This is the mail archive of the
gcc@gcc.gnu.org
mailing list for the GCC project.
Re: AltiVec support in GCC
- To: Mike Stump <mrs at windriver dot com>
- Subject: Re: AltiVec support in GCC
- From: Geoff Keating <geoffk at cygnus dot com>
- Date: 19 Feb 2000 15:02:32 -0800
- CC: gcc at gcc dot gnu dot org
- References: <200002190247.SAA18031@kankakee.wrs.com>
Mike Stump <mrs@windriver.com> writes:
> > Date: Fri, 18 Feb 2000 18:04:50 -0800
> > From: Stan Shebs <shebs@apple.com>
> > To: Mike Stump <mrs@windriver.com>
>
> > Since this is an extension to the dialect of C accepted by GCC, I
> > would hope there would be some effort to define the dialect before
> > putting in dueling patches. :-)
>
> Well, people might say, this is how this vendor defined it, and we
> want gcc to be compatible with it. Fairly reasonable, though long
> term, would be nice to do better than this, if we can.
My concern about this is that it would be very powerpc-specific.
There are similar but different language extensions for Sparc VIS, for
MMX (and for all I know even more for all the non-Intel MMX extensions).
So we would end up having a different frontend for ppc than for all
others. Code would not be portable between ppc and other
architectures. There would be a ppc-specific set of frontend bugs.
We would probably need to have a ppc-specific C++ frontend too.
In the end, I suspect that the right thing to do is to implement all
this properly: to do a proper loop-vectorisation pass. Such a thing
need not be very complicated, because to be useful it only has to
recognise _one_ idiom for the affected operation; then you get
portable code that only runs fast on one architecture, but if this is
a problem you can always improve the loop vectoriser.

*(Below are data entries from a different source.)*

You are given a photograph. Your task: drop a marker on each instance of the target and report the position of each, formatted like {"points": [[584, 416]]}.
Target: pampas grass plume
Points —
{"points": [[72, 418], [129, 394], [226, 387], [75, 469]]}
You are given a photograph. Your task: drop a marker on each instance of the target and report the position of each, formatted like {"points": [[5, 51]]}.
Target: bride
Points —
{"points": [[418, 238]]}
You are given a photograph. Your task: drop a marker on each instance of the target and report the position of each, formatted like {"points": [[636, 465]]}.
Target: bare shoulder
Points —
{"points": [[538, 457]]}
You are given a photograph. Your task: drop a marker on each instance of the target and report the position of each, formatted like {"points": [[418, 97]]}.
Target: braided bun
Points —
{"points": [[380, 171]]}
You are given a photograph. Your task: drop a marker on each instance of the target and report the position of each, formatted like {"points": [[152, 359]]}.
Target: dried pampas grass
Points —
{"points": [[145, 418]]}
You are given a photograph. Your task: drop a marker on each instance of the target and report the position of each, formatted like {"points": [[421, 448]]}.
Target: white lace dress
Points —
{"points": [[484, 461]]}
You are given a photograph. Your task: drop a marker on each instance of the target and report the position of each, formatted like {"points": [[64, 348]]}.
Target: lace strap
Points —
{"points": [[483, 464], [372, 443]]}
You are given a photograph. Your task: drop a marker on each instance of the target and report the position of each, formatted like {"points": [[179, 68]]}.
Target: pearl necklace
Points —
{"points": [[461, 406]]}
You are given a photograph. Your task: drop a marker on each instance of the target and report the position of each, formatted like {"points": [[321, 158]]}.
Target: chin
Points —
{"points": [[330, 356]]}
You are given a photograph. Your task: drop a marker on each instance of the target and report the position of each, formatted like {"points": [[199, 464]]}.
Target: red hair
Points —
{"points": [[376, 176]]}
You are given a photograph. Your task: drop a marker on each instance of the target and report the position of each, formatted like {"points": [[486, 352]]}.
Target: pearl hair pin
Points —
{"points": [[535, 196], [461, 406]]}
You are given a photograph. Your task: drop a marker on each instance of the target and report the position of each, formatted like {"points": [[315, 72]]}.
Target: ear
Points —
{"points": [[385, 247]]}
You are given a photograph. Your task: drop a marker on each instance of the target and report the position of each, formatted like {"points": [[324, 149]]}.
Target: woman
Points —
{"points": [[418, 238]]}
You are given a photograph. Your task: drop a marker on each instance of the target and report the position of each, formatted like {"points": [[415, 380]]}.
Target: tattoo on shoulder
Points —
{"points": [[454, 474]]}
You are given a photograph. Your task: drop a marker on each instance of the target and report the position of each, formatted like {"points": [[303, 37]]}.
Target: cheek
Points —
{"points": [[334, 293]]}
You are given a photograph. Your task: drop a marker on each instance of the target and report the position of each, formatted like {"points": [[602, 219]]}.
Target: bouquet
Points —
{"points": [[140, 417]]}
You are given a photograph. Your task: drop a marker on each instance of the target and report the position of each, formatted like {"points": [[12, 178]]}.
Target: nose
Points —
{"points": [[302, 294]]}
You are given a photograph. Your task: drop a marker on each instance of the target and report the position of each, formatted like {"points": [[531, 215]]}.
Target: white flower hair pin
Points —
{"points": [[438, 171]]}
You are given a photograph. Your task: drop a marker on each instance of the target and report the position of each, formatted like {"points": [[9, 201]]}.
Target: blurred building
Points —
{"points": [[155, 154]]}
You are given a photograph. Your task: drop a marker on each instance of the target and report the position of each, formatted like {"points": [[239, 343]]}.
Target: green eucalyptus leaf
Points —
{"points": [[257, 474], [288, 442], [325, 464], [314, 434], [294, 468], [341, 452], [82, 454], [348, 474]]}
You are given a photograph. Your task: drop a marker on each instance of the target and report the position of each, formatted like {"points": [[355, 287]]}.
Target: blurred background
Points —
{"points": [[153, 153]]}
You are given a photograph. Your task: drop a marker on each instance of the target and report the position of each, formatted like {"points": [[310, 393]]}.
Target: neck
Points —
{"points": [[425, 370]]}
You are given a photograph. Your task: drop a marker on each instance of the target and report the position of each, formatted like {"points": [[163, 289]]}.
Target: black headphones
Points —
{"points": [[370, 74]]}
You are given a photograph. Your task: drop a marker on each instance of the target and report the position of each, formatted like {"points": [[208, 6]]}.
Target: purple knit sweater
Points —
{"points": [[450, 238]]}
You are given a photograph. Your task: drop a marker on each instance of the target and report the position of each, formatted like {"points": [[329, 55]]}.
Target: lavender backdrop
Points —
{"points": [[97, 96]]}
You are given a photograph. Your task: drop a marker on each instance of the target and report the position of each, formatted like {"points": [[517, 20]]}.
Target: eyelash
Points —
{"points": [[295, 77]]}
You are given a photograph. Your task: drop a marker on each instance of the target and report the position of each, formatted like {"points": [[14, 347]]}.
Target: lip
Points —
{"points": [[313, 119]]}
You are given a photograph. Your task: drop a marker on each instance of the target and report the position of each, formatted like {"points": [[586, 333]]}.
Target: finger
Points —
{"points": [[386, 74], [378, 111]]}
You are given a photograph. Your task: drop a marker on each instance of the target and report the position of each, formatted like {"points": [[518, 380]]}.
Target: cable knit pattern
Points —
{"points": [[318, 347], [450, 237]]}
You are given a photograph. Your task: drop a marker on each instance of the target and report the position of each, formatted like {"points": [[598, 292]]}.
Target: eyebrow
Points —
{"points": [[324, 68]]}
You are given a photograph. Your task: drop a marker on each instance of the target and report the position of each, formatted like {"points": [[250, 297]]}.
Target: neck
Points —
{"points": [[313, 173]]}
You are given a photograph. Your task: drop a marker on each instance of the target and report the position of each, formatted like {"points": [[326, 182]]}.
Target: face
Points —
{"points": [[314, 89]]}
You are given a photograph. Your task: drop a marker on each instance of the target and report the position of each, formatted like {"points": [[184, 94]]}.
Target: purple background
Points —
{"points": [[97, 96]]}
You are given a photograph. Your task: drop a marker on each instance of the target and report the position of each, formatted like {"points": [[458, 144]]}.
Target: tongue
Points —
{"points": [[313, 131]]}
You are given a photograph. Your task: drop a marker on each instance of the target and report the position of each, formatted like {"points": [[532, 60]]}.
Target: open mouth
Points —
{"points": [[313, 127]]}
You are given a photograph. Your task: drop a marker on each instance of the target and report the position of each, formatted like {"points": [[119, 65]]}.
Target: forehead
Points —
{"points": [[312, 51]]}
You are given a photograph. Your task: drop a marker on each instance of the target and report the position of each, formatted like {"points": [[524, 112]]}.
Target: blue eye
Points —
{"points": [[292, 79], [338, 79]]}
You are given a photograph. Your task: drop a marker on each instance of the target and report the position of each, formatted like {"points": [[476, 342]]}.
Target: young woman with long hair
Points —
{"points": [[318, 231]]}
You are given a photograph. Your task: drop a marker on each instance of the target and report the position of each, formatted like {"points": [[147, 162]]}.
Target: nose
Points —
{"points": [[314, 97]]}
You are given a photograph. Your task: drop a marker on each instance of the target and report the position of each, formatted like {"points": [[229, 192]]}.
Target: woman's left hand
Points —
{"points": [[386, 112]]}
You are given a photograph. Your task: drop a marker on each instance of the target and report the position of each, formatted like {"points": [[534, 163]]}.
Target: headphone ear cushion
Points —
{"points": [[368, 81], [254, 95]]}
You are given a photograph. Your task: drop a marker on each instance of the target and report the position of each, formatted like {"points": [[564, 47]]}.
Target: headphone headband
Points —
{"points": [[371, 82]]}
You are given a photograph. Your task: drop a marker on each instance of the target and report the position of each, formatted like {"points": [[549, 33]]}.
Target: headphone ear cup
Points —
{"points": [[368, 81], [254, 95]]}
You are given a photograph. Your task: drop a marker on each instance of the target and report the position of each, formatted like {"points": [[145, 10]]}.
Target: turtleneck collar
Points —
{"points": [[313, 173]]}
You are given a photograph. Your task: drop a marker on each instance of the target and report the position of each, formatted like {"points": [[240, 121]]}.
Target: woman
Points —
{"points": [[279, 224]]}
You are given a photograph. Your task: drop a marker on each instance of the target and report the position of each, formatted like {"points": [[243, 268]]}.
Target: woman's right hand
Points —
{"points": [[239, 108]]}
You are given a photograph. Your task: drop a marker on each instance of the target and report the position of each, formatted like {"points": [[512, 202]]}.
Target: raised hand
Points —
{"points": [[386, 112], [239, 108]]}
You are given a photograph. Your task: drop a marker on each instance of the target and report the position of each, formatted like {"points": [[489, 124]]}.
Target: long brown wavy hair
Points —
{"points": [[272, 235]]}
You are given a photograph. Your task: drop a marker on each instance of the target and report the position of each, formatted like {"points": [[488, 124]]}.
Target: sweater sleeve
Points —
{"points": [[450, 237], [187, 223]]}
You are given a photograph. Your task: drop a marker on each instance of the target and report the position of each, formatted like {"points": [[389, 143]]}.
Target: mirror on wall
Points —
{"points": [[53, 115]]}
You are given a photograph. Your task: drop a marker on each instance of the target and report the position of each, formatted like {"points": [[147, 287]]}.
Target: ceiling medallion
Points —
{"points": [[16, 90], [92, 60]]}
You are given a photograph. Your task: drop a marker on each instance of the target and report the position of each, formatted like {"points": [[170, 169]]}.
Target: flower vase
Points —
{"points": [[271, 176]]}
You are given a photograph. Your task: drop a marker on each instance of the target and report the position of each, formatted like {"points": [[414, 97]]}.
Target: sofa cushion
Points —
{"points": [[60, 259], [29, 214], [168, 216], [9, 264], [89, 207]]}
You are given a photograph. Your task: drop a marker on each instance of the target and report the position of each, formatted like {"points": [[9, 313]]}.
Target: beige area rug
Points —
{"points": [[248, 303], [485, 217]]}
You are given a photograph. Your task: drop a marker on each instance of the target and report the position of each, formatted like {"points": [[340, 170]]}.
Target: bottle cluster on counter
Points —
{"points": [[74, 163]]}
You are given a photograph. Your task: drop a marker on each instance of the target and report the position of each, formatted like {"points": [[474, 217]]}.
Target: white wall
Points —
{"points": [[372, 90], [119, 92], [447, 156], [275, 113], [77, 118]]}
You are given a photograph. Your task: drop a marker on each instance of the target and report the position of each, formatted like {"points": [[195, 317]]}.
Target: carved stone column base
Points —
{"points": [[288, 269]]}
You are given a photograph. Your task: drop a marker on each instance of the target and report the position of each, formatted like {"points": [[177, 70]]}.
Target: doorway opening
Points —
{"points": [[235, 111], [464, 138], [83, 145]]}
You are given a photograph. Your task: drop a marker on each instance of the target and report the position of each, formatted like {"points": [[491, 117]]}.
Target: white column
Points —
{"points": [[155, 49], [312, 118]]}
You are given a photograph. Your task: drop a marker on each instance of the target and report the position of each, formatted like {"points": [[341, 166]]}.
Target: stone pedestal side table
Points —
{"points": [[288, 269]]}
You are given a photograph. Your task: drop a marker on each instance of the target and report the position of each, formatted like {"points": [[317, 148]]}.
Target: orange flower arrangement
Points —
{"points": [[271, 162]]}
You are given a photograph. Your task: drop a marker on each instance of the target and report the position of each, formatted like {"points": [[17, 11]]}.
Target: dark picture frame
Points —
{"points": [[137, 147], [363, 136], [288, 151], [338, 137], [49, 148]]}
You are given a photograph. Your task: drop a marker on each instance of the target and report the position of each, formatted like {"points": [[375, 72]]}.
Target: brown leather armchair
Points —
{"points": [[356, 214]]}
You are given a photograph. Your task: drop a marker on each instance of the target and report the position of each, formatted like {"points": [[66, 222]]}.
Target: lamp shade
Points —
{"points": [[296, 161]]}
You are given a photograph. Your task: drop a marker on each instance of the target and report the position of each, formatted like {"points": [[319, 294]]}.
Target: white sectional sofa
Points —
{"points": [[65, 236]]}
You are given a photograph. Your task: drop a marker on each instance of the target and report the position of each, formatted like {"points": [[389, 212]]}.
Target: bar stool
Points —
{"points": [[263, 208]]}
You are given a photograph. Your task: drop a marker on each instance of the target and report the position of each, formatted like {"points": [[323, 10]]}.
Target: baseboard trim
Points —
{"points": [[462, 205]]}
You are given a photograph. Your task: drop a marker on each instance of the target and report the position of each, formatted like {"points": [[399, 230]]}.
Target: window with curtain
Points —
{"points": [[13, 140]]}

For instance, there is nothing especially difficult about recognising
the following code:
unsigned char a[1024];
unsigned char b[1024];
unsigned char c[2048];
int i;
for (i = 0; i < sizeof(c); i++)
{
int t1, t2;
t1 = a[i] + b[i];
if (t1 > 255) t1 = 255;
t2 = a[i] - b[i];
if (t2 < 0) t2 = 0;
c[2*i] = t1;
c[2*i+1] = t2;
}
as the following vector instructions in a loop:
lvx v0,r3,r4
lvx v1,r3,r5
vaddubs v2,v0,v1
vsububs v3,v0,v1
vmrghb v4,v2,v3
vmrglb v5,v2,v3
stvx v4,r3,r6
stvx v5,r3,r7
and even if it turned out to be difficult to get best performance with
a long loop, it would be even easier to recognise loops the size of
the vector registers:
unsigned char a[16];
unsigned char b[16];
unsigned char c[16];
for (i = 0; i < 16; i++)
{
int t;
t = a[i] + b[i];
if (t > 255) t = 255;
c[i] = t;
}
as the equivalent 'vaddubs' instruction, with a, b, and c held in
vector registers. You would only need to recognise one such loop for
each instruction; the user would generate such instructions by the use
of a suitable header file (or C++ class).
--
- Geoffrey Keating <geoffk@cygnus.com>